Les émotions étaient vives à Saint-Apollinaire, près de Québec, après le rejet, par un petit nombre de voix, du projet de cimetière musulman, dimanche.

La désolation se manifestait dans les deux camps en soirée, à l’issue d’un référendum très serré.

Sur les 49 citoyens habiles à se prononcer, 19 se sont opposés au projet du complexe funéraire Harmonia et du Centre culturel islamique de Québec (CCIQ), tandis que 16 l’ont appuyé. Un vote a été rejeté, pour un taux de participation de 75 %.

C’est donc un retour à la case départ pour la communauté musulmane de Québec qui cherche à se doter d’un cimetière depuis plusieurs années. Quelques minutes après l’annonce du résultat, le responsable de ce dossier au CCIQ peinant à contenir ses émotions.

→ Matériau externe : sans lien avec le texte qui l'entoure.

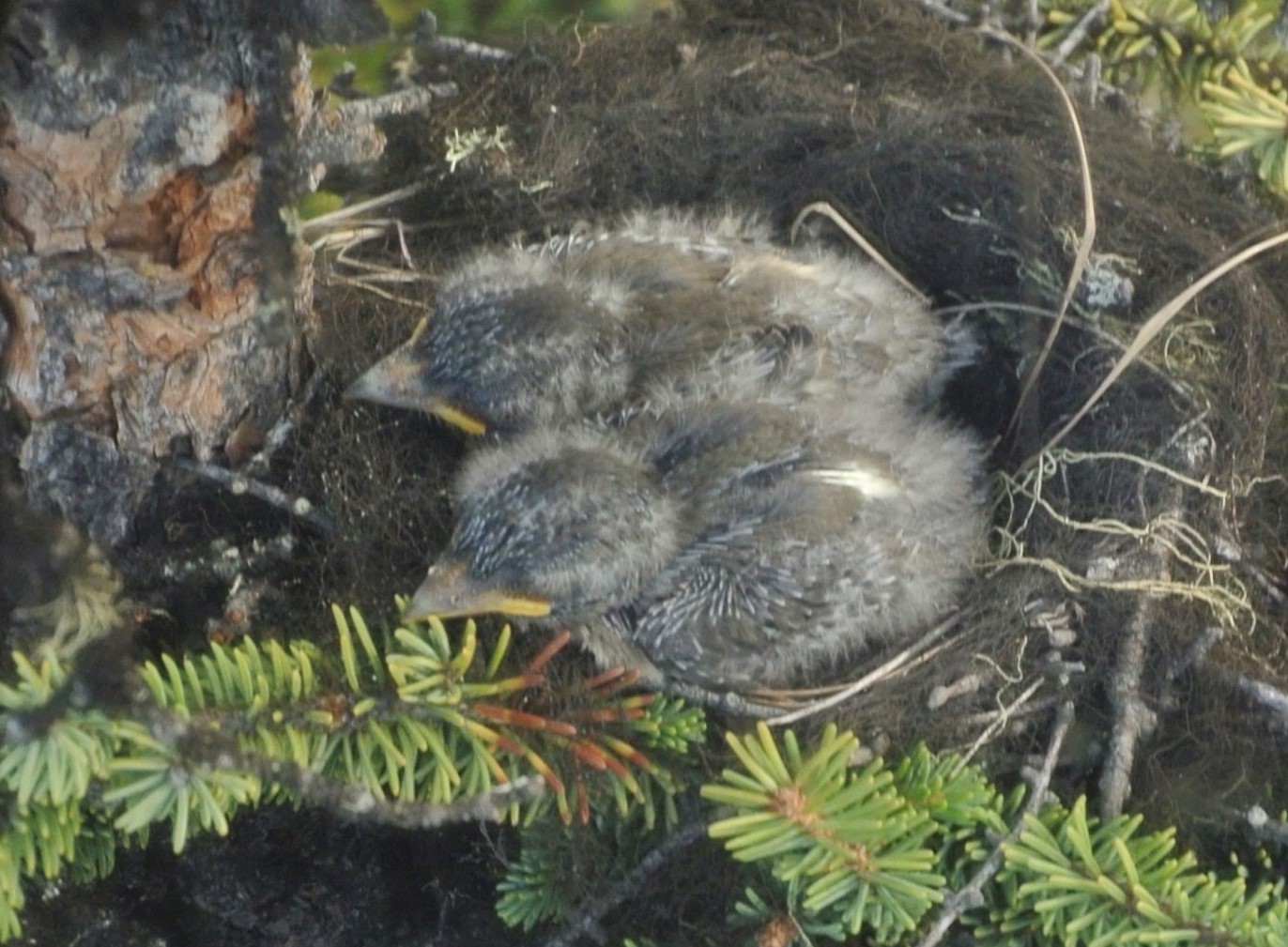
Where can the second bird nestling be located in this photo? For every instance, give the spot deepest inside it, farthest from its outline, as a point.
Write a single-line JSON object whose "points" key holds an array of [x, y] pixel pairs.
{"points": [[665, 306], [726, 545]]}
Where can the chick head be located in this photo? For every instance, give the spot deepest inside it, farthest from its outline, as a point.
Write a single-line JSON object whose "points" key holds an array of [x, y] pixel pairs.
{"points": [[560, 527], [509, 345]]}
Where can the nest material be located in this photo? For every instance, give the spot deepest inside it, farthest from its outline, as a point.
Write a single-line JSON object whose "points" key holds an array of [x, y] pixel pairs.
{"points": [[961, 168]]}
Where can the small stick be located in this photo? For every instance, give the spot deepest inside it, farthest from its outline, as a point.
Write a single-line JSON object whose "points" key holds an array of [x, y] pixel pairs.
{"points": [[973, 894], [238, 484], [1132, 719], [868, 680], [588, 918]]}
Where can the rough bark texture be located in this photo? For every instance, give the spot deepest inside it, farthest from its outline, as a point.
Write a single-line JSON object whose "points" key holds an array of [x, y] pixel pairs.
{"points": [[147, 310]]}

«Ils ont laissé la parole à une minorité et c’est ça qui est malheureux [...] On vient de dire à plusieurs milliers de musulmans de Québec : non, on ne veut pas de vous», a laissé tomber Mohamed Kesri, visiblement effondré.

«On va continuer à se battre»

Le secrétaire du CCIQ a promis de «continuer à se battre tant que la communauté nous en donnera le mandat », ajoutant que d’autres solutions étaient sur la table, sans vouloir les détailler. Il n’écarte pas non plus un recours devant la Commission des droits de la personne.

Dans le camp du non, on ne semblait pas plus satisfait du résultat. « Tout le monde sort perdant, il n’y a rien à gagner dans une situation comme celle-là. C’est comme un divorce », a exprimé Sunny Létourneau, porte-parole du Comité de l’Alternative citoyenne, se disant « déchirée ».

La résidente militait pour un cimetière confessionnel à l’image de celui récemment inauguré à Saint-Augustin-de-Desmaures. La communauté musulmane répliquait qu’elle souhaite pouvoir enterrer ses morts dans un endroit qui lui est entièrement consacré.

Citoyens divisés

La nervosité était à son comble au centre multifonctionnel de la municipalité pendant le déroulement du vote, de 10 h à 20 h. Si la délicate question du cimetière musulman a mis dos à dos plusieurs citoyens, tous semblaient unis derrière la volonté de tourner la page sur cet épisode douloureux.

«Nous sommes déçus d’être rendus là», mentionnait Henry Baril, qui habite l’endroit depuis 30 ans. «Ça va briser des amitiés qu’on avait avant. Tout à coup, ça va faire un froid pour un bout», se désolait sa conjointe, Solange Létourneau.

Pour le maire de Saint-Apollinaire, Bernard Ouellet, qui s’était prononcé en faveur du projet, il est clair que la municipalité de 6000 habitants a porté le fardeau d’un débat qui la dépassait largement. «On s’aperçoit que ça ne nous concerne pas seulement, nous, et que c’est un sujet délicat partout au Québec», a-t-il affirmé.